The Woodcock

by | 7 Dec, 2023 | Nature, Poetry, Weather, Wildlife | 0 comments

She senses me before I sense her,
of course,
after all, this is a bird who hears worms.

Both of us hunker,
trying to disappear into earth
she, a tessellation of feathers
and I
a tall shape in a woolly hat.

Minutes pass but we stay rooted,
the frosted grass
cool on our toes.

To her, this scene is familiar,
she’s lived it a hundred times or more
crouching to avoid foxes
and huntsmen,
who delight in the oblivion
of her bones.

Ah yes, I see
that I will never out-wait her,
for her patience is unparalleled,
so I make to leave
but in moving break the spell.

Silently, she lifts
a patchwork of browns
heading to the alders downstream
where, without ceremony,
she vanishes
amid purple catkins and cones.




I have seen a number of woodcock these past few winters, but never have I come across one which lingered. Ordinarily, they seem to materialise from the ground – a flash of rutilant feathers which lifts, jinks and swiftly disappears. To have one stay close was a privilege, one I suspect had much to do with the frosty weather. A hard and beautiful frost had turned the landscape white, but it had also hardened the ground, making it difficult for a nocturnal bird like a woodcock to feed successfully overnight. That’s why she was out during the day, trying to find pockets of soft mud where she could probe her flexible bill into the substate.

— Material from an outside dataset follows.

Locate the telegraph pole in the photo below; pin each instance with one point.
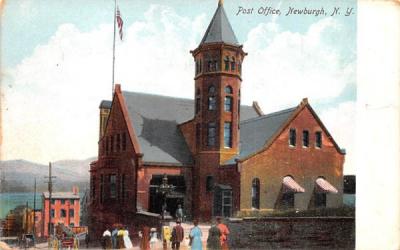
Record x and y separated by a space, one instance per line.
50 188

When she stayed rooted to the spot, I realised my presence was preventing her from foraging. From where I had sat, I don’t think she could see me (and nor I her) but I wondered if she sensed me in other ways. Woodcock have ears in their cheeks – closer to the ground to enable them to hear worms and other invertebrates in the soil. Perhaps this meant she could hear me? I thought I was being quiet, but that’s from my human perspective. It wouldn’t surprise me if a bird so in tune with the earth beneath us could hear the reverberation of heartbeats and the creak of bones.

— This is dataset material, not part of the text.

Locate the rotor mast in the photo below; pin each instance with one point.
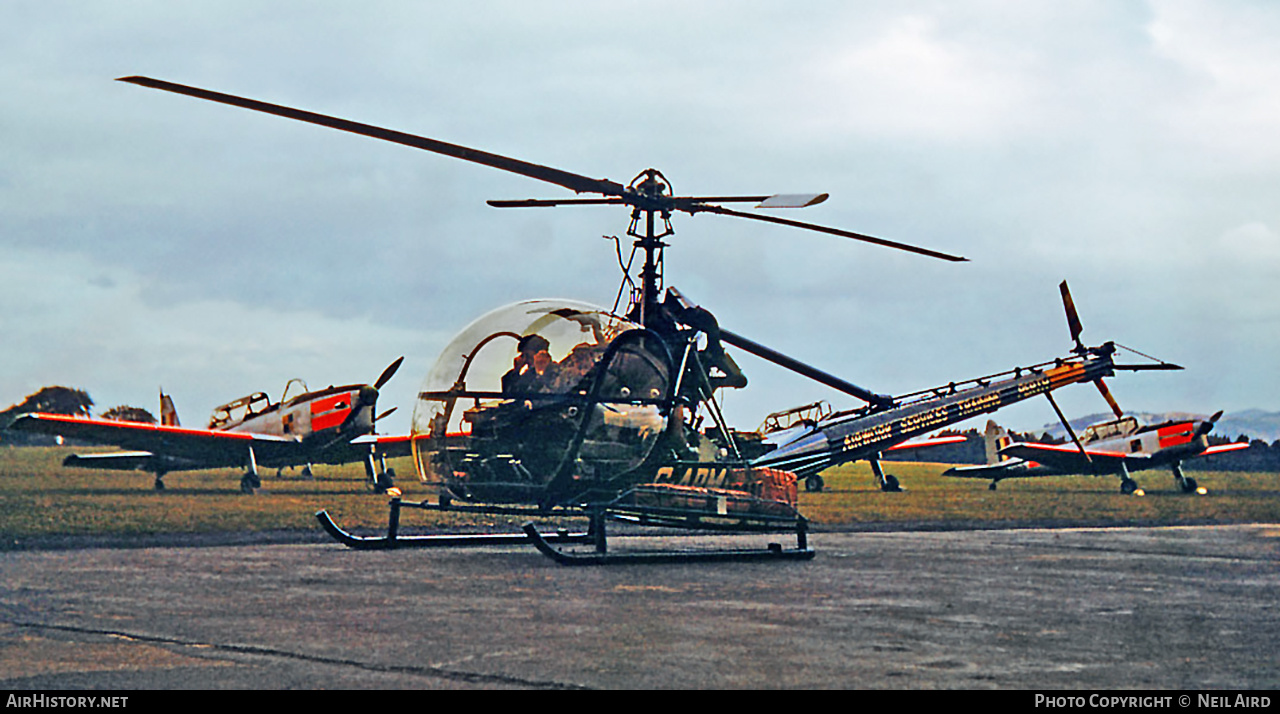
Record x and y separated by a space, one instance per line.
650 186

So I tried to sneak away, but in that moment she lost her nerve. She lifted from the silver grass, appearing so much larger now that she was airborne, and flew along the river, disappearing on the other side. Initially, I felt guilty that I’d flushed her, but later I was glad. For later that same field rumbled with the sound of guns as a party of shooters aimed their shotguns skywards and shot down the local ducks. Had a woodcock been caught up in the commotion, I’m not sure how it would have fared.

But my woodcock was downriver, tucked beneath the alders on the far side where, I hope, she remained unseen, until the guns had gone, and nightfall gave her solace once more.